Commit Graph

68 Commits

Author SHA1 Message Date
Omar Sandoval
d1ffd581bd libdrgn: allow reinterpreting primitive scalar values
We don't allow this because "value objects with a scalar type cannot be
reinterpreted, as their memory layout in the program is not known". That
doesn't really make sense: we already support reconstructing the
in-memory representation with drgn_object_read_bytes().

Implement this by making drgn_object_slice() support slicing all
objects, using drgn_object_read_bytes() when necessary, then make
drgn_object_reinterpret() a trivial wrapper around it.

Closes #378.

Signed-off-by: Omar Sandoval <osandov@osandov.com>
2024-01-12 15:50:23 -08:00
Omar Sandoval
60a289fdff tests: make identical() stricter
Require exact type matches, not subclasses, and fail hard for types we
don't explicitly handle.
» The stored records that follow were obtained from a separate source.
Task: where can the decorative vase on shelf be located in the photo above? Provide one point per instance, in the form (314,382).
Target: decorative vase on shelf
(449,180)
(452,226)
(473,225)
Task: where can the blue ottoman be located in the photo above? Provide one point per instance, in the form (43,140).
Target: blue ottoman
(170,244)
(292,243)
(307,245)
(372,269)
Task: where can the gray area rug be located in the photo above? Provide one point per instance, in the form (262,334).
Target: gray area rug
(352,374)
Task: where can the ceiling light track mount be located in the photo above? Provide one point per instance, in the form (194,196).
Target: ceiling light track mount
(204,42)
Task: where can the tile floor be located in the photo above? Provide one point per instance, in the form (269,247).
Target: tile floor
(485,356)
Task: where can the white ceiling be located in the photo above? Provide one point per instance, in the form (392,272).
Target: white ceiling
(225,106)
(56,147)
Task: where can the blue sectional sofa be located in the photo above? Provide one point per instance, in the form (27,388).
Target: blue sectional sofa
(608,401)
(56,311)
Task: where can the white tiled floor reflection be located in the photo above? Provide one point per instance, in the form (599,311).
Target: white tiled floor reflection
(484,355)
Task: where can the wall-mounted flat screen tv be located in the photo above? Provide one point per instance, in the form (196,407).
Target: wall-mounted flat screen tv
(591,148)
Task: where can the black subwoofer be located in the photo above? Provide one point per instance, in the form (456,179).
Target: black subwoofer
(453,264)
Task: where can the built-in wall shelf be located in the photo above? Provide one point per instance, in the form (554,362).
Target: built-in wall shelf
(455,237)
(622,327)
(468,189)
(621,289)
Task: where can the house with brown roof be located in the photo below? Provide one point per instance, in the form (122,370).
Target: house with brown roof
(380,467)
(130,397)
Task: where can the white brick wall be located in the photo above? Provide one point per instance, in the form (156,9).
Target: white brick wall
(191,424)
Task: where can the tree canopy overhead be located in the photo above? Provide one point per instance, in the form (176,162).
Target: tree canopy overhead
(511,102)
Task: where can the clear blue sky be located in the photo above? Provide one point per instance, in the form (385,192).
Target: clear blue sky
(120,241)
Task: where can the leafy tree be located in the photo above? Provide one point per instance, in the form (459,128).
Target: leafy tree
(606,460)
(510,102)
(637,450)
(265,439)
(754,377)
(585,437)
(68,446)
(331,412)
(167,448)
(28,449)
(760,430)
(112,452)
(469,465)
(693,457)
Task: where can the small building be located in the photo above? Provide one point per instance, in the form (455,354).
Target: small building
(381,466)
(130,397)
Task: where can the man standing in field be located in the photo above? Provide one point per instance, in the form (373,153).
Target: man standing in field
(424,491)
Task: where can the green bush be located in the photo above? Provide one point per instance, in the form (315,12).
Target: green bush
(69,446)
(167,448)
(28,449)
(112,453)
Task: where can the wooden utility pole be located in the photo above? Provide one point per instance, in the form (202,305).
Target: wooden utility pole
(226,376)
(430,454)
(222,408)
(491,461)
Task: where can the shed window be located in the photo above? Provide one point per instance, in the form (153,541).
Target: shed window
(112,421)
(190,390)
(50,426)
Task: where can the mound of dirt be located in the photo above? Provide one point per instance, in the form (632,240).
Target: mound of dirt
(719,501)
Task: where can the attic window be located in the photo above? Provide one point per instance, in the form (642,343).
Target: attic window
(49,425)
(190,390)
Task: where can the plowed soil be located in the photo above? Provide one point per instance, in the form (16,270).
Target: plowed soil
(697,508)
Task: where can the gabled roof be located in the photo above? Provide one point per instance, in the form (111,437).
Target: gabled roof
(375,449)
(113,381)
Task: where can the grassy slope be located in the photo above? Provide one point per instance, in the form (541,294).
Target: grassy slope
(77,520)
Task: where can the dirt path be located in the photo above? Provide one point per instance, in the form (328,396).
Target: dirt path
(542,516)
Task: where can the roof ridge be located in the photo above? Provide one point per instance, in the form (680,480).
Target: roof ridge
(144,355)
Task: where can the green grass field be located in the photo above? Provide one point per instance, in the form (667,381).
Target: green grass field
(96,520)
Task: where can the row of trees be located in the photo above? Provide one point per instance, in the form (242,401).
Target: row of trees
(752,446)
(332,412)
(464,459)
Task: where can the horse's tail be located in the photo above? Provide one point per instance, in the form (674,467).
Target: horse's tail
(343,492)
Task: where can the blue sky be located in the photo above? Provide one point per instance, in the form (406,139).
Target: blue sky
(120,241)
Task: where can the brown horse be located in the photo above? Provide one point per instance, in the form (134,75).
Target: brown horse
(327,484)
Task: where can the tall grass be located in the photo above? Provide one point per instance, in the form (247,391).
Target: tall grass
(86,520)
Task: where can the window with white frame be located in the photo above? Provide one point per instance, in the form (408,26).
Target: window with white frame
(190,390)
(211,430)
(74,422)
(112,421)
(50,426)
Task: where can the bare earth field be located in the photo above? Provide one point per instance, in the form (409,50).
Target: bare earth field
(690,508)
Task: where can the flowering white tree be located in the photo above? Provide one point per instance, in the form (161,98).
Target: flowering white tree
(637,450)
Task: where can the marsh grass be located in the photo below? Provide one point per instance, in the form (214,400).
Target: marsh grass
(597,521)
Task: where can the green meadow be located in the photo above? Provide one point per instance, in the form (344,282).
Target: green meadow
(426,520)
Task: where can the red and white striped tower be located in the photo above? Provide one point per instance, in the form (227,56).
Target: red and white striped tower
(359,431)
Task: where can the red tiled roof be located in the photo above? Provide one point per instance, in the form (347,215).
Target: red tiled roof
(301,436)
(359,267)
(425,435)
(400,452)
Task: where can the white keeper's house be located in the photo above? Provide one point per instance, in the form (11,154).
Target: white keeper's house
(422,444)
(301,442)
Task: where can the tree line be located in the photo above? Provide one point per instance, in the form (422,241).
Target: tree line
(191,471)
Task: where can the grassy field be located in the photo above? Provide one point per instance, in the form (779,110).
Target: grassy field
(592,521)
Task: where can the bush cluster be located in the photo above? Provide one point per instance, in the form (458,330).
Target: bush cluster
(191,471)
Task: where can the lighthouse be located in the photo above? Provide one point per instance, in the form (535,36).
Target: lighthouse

This caught one place where we weren't testing
what we thought we were.

Signed-off-by: Omar Sandoval <osandov@osandov.com>
2023-11-08 13:18:44 -08:00
Omar Sandoval
243f6fb7d5 libdrgn: support value objects with >64-bit integer types
The Linux kernel's struct task_struct on AArch64 contains an array of
__uint128_t:

  >>> task = find_task(prog, 1)
  >>> task.type_
  struct task_struct *
  >>> task.thread.type_
  struct thread_struct {
          struct cpu_context cpu_context;
          struct {
                  unsigned long tp_value;
                  unsigned long tp2_value;
                  struct user_fpsimd_state fpsimd_state;
          } uw;
          enum fp_type fp_type;
          unsigned int fpsimd_cpu;
          void *sve_state;
          void *sme_state;
          unsigned int vl[2];
          unsigned int vl_onexec[2];
          unsigned long fault_address;
          unsigned long fault_code;
          struct debug_info debug;
          struct ptrauth_keys_user keys_user;
          struct ptrauth_keys_kernel keys_kernel;
          u64 mte_ctrl;
          u64 sctlr_user;
          u64 svcr;
          u64 tpidr2_el0;
  }
  >>> task.thread.uw.fpsimd_state.type_
  struct user_fpsimd_state {
          __int128 unsigned vregs[32];
          __u32 fpsr;
          __u32 fpcr;
          __u32 __reserved[2];
  }

As a result, printing a task_struct fails:

  >>> task
  Traceback (most recent call last):
    File "<console>", line 1, in <module>
    File "/host/home/osandov/repos/drgn3/drgn/cli.py", line 140, in _displayhook
      text = value.format_(columns=shutil.get_terminal_size((0, 0)).columns)
  NotImplementedError: integer values larger than 64 bits are not yet supported

PR #311 suggested treating >64-bit integers as byte arrays for now; I
tried an alternate hack of handling >64-bit integers only in the
pretty-printing code. Both of these had issues, though.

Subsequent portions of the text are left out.